Paraste para refletir sobre a guerra que a esta virtude fazem as pessoas do mundo? Não há mal que dela não digam, e que, além disso, publiquem por escrito. E poderá ser jamais um bem que, enquanto a virtude mais bela e mais esplêndida é assim tão geralmente e impunemente caluniada, e enquanto se fomenta contra a mesma a aversão e o desprezo, aqueles que a conhecem e lhe conhecem os seus predicados divinos e a injustiça das imputações que lhe são feitas fiquem em silêncio, nem sequer uma voz se levante em sua defesa e cada um se guarda de comentar-lhe o esplendor e o mérito e de aconselhar a sua prática à juventude?
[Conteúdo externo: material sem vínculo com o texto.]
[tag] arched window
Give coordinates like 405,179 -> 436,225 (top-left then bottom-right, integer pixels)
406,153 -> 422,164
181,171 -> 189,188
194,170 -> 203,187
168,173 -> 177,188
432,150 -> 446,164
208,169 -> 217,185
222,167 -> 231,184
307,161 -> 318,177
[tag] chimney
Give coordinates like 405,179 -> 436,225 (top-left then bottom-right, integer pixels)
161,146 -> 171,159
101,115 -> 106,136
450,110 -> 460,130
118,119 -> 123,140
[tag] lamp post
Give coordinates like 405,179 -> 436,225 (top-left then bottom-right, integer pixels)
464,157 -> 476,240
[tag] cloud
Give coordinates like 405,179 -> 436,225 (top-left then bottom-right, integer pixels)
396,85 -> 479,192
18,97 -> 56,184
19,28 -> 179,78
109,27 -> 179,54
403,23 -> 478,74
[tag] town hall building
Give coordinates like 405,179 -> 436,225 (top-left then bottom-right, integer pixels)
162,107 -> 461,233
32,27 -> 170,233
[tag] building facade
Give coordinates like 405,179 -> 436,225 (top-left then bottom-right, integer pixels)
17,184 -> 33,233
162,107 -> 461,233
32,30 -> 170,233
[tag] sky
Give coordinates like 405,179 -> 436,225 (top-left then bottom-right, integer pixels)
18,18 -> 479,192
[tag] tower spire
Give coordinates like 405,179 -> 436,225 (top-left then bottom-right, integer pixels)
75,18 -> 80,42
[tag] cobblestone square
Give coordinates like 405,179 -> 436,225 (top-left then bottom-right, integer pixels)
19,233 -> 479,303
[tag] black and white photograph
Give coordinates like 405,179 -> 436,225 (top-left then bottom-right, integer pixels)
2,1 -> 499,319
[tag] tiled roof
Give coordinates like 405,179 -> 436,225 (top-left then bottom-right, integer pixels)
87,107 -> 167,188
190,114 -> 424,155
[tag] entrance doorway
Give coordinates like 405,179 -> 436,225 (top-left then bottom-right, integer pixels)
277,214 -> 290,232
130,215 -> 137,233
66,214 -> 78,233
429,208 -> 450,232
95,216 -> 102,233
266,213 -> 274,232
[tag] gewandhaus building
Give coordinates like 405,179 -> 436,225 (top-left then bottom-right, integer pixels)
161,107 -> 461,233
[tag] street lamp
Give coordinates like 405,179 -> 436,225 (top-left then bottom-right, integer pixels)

Parece-te isto uma boa prudência? Ou podes ainda duvidar do teu engano?

Vamos agora comentar as razões que consideras boas, as quais, entretanto, por estarem em oposição a uma verdade manifesta, não podem ser elas mesmas senão más, isto é, sofísticas e falsas.

Tu sublinhas com muita ênfase a dificuldade de conservar perseverantemente esta virtude. Parece que se deveria dizer que és do número daqueles que julgam a continência uma virtude reservada a poucas almas privilegiadas, fora das quais nenhuma pessoa pode aspirar a ela sem culpa de presunção, e sem manifesto perigo de ruína.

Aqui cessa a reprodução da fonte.